Optimize performance comparison - Optim.jl vs Scipy


I am just starting to learn about optimization. I picked up Optim.jl (great documentation, btw) and tried to do the same thing in Python.

It seems that Rosenbrock function is what everyone uses as an example. Perhaps not too surprisingly, Julia is a lot faster than Python (appox. 60x) but then I am curious where the performance difference come from. Has anyone done similar exercise before? What do you think?

I’ve uploaded my notebooks for reference.

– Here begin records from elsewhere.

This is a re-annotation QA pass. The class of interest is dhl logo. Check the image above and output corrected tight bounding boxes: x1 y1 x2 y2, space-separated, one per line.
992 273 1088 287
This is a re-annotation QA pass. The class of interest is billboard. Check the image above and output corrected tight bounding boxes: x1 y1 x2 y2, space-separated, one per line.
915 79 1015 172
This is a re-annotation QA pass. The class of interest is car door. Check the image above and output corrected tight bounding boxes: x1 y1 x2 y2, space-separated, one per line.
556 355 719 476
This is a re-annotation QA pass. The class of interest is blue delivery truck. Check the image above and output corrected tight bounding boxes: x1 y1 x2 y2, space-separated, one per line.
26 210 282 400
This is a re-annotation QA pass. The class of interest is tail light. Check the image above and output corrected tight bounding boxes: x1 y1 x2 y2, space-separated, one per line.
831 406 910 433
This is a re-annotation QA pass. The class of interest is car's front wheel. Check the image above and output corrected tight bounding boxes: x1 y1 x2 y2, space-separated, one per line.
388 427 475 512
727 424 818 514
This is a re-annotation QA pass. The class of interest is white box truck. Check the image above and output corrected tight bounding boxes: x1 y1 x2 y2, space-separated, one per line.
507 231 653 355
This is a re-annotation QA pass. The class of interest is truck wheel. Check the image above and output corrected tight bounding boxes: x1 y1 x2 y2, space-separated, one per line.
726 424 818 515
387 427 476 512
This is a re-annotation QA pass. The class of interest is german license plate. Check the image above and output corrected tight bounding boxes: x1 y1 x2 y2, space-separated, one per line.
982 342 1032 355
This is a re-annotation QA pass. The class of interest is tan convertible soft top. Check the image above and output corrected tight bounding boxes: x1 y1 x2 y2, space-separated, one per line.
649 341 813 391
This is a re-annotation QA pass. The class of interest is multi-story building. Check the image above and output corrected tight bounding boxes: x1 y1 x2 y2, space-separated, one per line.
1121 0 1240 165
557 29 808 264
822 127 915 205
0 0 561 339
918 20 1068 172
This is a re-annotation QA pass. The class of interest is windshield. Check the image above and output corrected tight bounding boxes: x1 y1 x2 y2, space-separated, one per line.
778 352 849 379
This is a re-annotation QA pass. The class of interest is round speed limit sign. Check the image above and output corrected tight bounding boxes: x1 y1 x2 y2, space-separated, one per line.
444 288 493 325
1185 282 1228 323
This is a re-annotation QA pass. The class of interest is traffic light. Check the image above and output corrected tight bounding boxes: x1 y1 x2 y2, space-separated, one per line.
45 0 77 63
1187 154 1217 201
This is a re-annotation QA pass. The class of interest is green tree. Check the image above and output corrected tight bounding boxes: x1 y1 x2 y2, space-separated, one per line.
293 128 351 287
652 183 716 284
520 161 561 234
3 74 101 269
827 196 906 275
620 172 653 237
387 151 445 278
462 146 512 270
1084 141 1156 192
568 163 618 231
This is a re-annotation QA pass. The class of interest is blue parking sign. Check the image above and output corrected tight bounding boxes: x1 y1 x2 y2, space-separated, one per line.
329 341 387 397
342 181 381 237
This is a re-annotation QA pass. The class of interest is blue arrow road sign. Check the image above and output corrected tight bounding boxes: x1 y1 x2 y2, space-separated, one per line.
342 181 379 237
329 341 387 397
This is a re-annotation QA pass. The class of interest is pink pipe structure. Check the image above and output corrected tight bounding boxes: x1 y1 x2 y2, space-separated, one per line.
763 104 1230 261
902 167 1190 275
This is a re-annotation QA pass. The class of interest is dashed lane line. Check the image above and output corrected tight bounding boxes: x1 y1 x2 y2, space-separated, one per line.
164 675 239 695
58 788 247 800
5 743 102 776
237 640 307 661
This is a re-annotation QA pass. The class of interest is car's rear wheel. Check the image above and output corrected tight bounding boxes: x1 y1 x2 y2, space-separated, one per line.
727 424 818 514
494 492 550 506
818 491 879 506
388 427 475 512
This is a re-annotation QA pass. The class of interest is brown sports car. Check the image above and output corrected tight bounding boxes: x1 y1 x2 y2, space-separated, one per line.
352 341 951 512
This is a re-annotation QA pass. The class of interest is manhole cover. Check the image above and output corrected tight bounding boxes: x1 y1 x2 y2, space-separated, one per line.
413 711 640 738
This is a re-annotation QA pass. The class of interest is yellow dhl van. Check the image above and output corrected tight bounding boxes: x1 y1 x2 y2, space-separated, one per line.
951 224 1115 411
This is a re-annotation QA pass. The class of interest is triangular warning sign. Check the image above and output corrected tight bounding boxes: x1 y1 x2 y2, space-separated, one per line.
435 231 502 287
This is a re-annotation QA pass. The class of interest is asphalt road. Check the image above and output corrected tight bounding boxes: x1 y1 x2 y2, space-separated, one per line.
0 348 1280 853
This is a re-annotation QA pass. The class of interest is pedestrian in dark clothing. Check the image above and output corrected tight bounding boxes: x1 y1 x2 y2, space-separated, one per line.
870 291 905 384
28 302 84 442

  1. Julia (63 μs) http://nbviewer.jupyter.org/github/tk3369/julia-notebooks/blob/master/Rosenbrock_Julia.ipynb

  2. Python (3.85 ms, with numba jit 3.55 ms) http://nbviewer.jupyter.org/github/tk3369/julia-notebooks/blob/master/Rosenbrock_Python.ipynb

Performance of Optim.jl vs. Matlab's fminunc

The runtime of rosenbrock is totally negligble in Julia:

julia> @btime rosenbrock($x2) # result of running optimization
  1.354 ns (0 allocations: 0 bytes)

but it may take close to a microseond or per call in Python?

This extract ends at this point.